Balance. Maintaining a number of relationships, keeping up with school work, and fulfilling other responsibilities all require balance. Balance seems to be a healthy and good thing, even a necessary one. But is balance really a biblical concept?
Balance requires a giving up. If I am to balance my life that means determining my priorities and making decisions based on them. If I want to hang out with friends then that means taking time away from studying. In a mindset oriented towards balance, one area is given up for the other, even while we seek to maintain the two areas as evenly as possible.
Balance is a great thing when it comes to tasks, but when we find a balance-oriented mindset seeping into our spirituality, we have a serious problem. Balance demands that I recognize that I might have to love my neighbor and let the love of the enemy go. Balance demands that I seek to understand God’s mercy and justice separately, each holding a certain weight. Balance tears me in two different directions, forcing me ultimately off-balance.
Tension is different than balance. Where balance tears us in two directions, tension is the act of pulling together. When I live in tension, I recognize the fullness of the call to love my neighbor in conjunction with the fullness of the call to love my enemy. I struggle, but I hold both in my hand at the same time.
Theologically, tension is vital as well. God is indivisible; in other words, there really isn’t a “just side” and a “merciful side” to God. He is God. When we seek to understand God by seeing one side “balances” the other, we run the risk of dividing him. But when we seek to understand God as a tension (the only way we can), we recognize his majesty and how far he is above us.
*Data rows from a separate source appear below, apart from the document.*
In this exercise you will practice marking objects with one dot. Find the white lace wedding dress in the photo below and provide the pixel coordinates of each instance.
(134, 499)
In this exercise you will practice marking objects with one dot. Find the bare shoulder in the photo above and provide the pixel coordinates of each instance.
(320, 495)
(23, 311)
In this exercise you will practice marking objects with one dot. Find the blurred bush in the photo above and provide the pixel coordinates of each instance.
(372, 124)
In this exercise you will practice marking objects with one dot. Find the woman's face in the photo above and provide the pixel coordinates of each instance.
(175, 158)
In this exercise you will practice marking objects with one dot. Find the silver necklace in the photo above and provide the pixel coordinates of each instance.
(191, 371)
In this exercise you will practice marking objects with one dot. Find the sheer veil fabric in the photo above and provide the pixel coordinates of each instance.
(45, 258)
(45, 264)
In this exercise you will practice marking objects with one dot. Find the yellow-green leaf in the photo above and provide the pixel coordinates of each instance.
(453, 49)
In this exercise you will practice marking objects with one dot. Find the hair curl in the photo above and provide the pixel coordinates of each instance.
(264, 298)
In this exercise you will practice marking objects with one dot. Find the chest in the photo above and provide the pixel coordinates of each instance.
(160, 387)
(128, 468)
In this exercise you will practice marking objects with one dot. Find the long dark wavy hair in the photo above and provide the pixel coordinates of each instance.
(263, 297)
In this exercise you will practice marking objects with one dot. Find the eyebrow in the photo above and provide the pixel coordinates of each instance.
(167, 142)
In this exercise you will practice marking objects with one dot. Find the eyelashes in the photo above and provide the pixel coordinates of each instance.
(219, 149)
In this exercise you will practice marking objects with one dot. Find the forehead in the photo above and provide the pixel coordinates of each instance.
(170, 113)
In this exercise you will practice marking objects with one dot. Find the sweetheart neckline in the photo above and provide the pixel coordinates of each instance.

Balance certainly has its value, but I think tension has greater payoff for the spiritual life. Of course, seeking balance is always the easier course. To claim one area or character or action over another in an attempt to balance is a natural move. Tension is not easy, and recognizing the insolvability of many tensions only makes them harder to swallow.
But Jesus is himself the biggest tension – the Godman who commands us to both love our neighbor and love our enemy. He commands us to pursue justice and recognize that vengeance is the Lord’s. These are not easy tensions to keep, but it’s part of what makes following Jesus so interesting and, ultimately, beautiful.
Let’s recognize the value of balance when it fits. But let’s live life in the tensions.